La feccia che ci è sorella
Salvini è un uomo dalle poche qualità, ma quando parla ci mette la faccia e non teme nemmeno il ridicolo. Anzi se ne fa vanto, cercando in tutti i modi di apparire peggiore di quanto probabilmente non sia
Salvini è un uomo dalle poche qualità, ma quando parla ci mette la faccia e non teme nemmeno il ridicolo. Anzi se ne fa vanto, cercando in tutti i modi di apparire peggiore di quanto probabilmente non sia
OPINIONI – Scrivo questa breve nota mercoledì 17 giugno 2015, giorno in cui Matteo Salvini ha espresso il suo dissenso rispetto alle opinioni espresse da Papa Francesco sulla questione dell’accoglimento dei migranti.
“Mi piaceva, [il papa], ma ora boh boh”, ha detto. Salvini è un uomo dalle poche qualità, ma quando parla ci mette la faccia e non teme nemmeno il ridicolo. Anzi se ne fa vanto, cercando in tutti i modi di apparire peggiore di quanto probabilmente non sia. Sotto la maschera di persona obbligata dalla forza delle cose a comportarsi da cattivo ha costruito la sua fortuna politica ben sapendo che, quanto più si mette i panni dell’arrogante, tanto maggiore è il consenso che ottiene fra quelle molte persone che la pensano come lui senza possedere pari spregiudicatezza. Non è ipocrita, ma per vincere si presta a condividere ogni bassezza, inconsapevole del fatto che le sue smargiassate sono utilissime a figuri ben più furbi e scafati di lui.

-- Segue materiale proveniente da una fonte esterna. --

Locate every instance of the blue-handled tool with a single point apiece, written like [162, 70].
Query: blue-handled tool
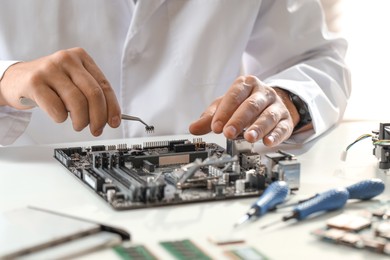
[367, 189]
[363, 190]
[273, 195]
[327, 201]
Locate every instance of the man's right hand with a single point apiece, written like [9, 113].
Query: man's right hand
[67, 81]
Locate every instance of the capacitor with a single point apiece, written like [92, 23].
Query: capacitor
[240, 186]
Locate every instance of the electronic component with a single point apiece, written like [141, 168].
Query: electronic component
[244, 253]
[226, 239]
[169, 172]
[348, 222]
[284, 166]
[368, 229]
[184, 249]
[381, 141]
[134, 252]
[33, 233]
[148, 128]
[382, 146]
[275, 194]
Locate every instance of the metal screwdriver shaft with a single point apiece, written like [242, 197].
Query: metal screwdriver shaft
[273, 195]
[327, 201]
[363, 190]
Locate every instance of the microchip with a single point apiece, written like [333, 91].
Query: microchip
[348, 222]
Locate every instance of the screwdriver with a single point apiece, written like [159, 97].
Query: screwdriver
[273, 195]
[327, 201]
[363, 190]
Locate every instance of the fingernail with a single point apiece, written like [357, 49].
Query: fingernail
[253, 134]
[271, 138]
[115, 121]
[98, 132]
[217, 127]
[231, 131]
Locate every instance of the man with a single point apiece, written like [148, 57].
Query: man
[166, 61]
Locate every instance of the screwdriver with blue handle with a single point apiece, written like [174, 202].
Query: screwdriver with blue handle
[327, 201]
[363, 190]
[335, 199]
[273, 195]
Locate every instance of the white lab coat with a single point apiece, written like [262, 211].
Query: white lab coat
[169, 59]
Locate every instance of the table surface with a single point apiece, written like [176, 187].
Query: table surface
[30, 176]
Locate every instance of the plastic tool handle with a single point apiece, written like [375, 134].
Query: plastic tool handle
[366, 189]
[330, 200]
[273, 195]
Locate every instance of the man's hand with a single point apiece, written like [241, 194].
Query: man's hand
[264, 112]
[67, 81]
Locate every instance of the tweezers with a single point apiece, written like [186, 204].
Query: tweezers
[148, 128]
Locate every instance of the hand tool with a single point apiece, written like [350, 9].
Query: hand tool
[148, 128]
[363, 190]
[273, 195]
[327, 201]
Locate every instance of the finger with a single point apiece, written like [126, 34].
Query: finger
[113, 108]
[86, 83]
[272, 126]
[203, 124]
[237, 93]
[52, 104]
[279, 134]
[73, 99]
[247, 113]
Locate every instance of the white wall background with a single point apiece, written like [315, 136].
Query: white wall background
[366, 26]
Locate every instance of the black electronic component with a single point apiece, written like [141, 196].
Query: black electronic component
[364, 229]
[165, 173]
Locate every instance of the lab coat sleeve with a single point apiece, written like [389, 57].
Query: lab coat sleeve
[291, 48]
[12, 122]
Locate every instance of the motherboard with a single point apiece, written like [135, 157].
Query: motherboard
[172, 172]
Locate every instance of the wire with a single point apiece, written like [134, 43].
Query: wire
[360, 138]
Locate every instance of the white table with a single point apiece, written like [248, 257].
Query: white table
[31, 176]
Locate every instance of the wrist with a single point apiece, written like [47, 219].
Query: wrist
[298, 109]
[285, 96]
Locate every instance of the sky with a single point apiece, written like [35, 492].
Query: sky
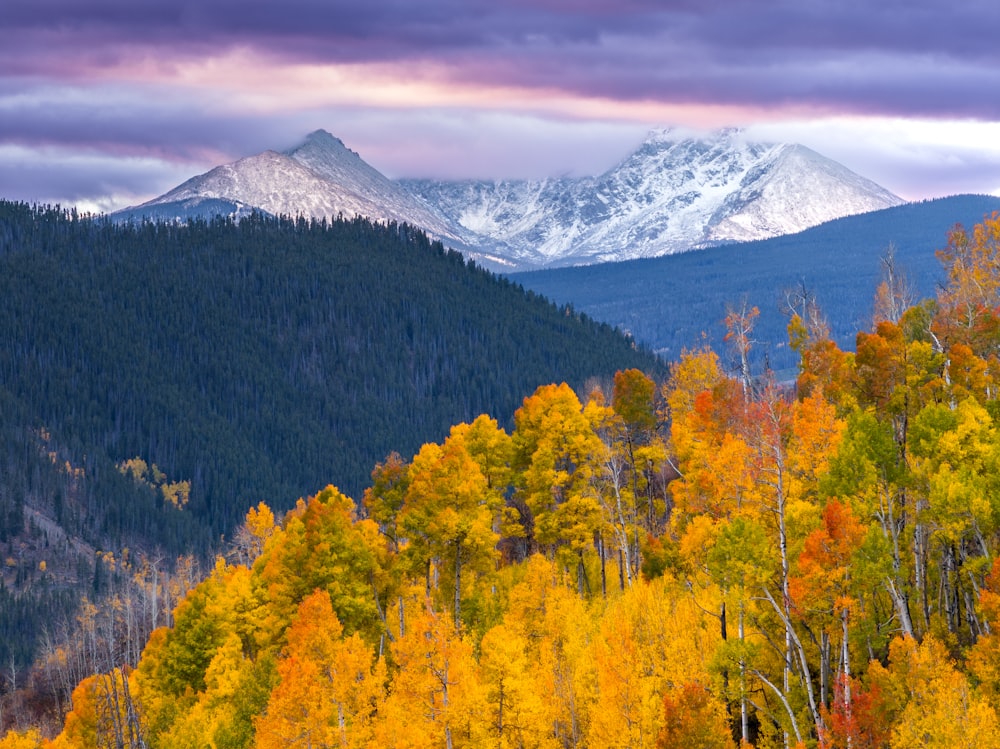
[108, 103]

Se Salvini non ci fosse, costoro dovrebbero uscire allo scoperto e prendere il suo posto apertamente. Così, invece, intervengono a posteriori, “costretti” ad assumere posizioni che dicono di non condividere, necessitati, ma storcendo il naso, a sporcarsi le mani con la piaga purulenta delle migrazioni di massa che turbano l’inquieta Europa, sempre di più violata nelle sue radici ideali da partiti di estrema destra, quando non apertamente fascisti e nazisti. Non più accoglienza, fratellanza, condivisione, ma respingimenti, blocchi navali, campi profughi come quelli palestinesi, turchi, africani. Niente quote fisse, ma linea dura. Se non bastasse potremo sempre affondare barconi, bombardare villaggi, colpire per sbaglio carceri entro cui sono serrati i migranti. Fuoco amico che uccide come quello nemico, ma meno dignitoso perché previsto e messo in conto prima di far levare in volo ogni singolo aereo.
Fino a ieri i popoli che arrivavano dal mare erano clandestini, poi per breve tempo sono diventati migranti, oggi sono divisi fra pochi profughi con diritto d’asilo e una immane feccia umana da respingere in quanto priva del diritto di ricevere anche solo un permesso di soggiorno. Una feccia umana che abbiamo creato noi europei in secoli di sfruttamento, di schiavismo, di colonialismo cieco e avido. Andavano bene per morire in guerra sotto le nostre bandiere, italiane, francesi, inglesi, spagnole eccetera. Le loro donne erano belle e misteriose o più prosaicamente faccette nere buone da fotografare ignude per le cartoline che i nostri portatori di civiltà spedivano alle mogli e alle madri, in trepida e fiera attesa. Oggi neanche più questo. Fanno schifo e non possono stare per strada, nelle stazioni o nelle tendopoli davanti alle stazioni. Di loro non ce n’è nemmeno uno in mostra all’Expo. Oggi neanche sugli scogli di confine. Nessuno andrà a scuola, troverà un lavoro, una casa. Feccia della cui esistenza quelli come Salvini ringraziano la loro buona sorte. Senza di essa nessuno in Europa si sognerebbe di seguire leader usciti dalla storia nera del Continente, spazzati via, ma mai estinti.
Salvini non chiede perdono perché ritiene di essere nel giusto. Anche i nazisti ritenevano che Dio fosse con loro e i cappellani militari benedicevano le camicie nere italiane e quelle azzurre di Franco. Per quanto sia lontano da ogni idea religiosa, non posso fare altro, in un momento tanto critico per la nostra civiltà e la nostra storia, che prendere posizione apertamente al fianco dell’unico potente della Terra che ha il coraggio morale di affermare che le persone che sbarcano sulle nostre spiagge sono “fratelli e sorelle che cercano rifugio lontano dalla loro terra, che cercano una casa dove poter vivere senza timore, perché siano sempre rispettati nella loro dignità”. Se non ci affrettiamo a comprendere cosa sta succedendo resteremo stupiti dal male che ne verrà, perché la storia finisce sempre per procedere senza interessarsi delle persone e dal male non può che derivare male.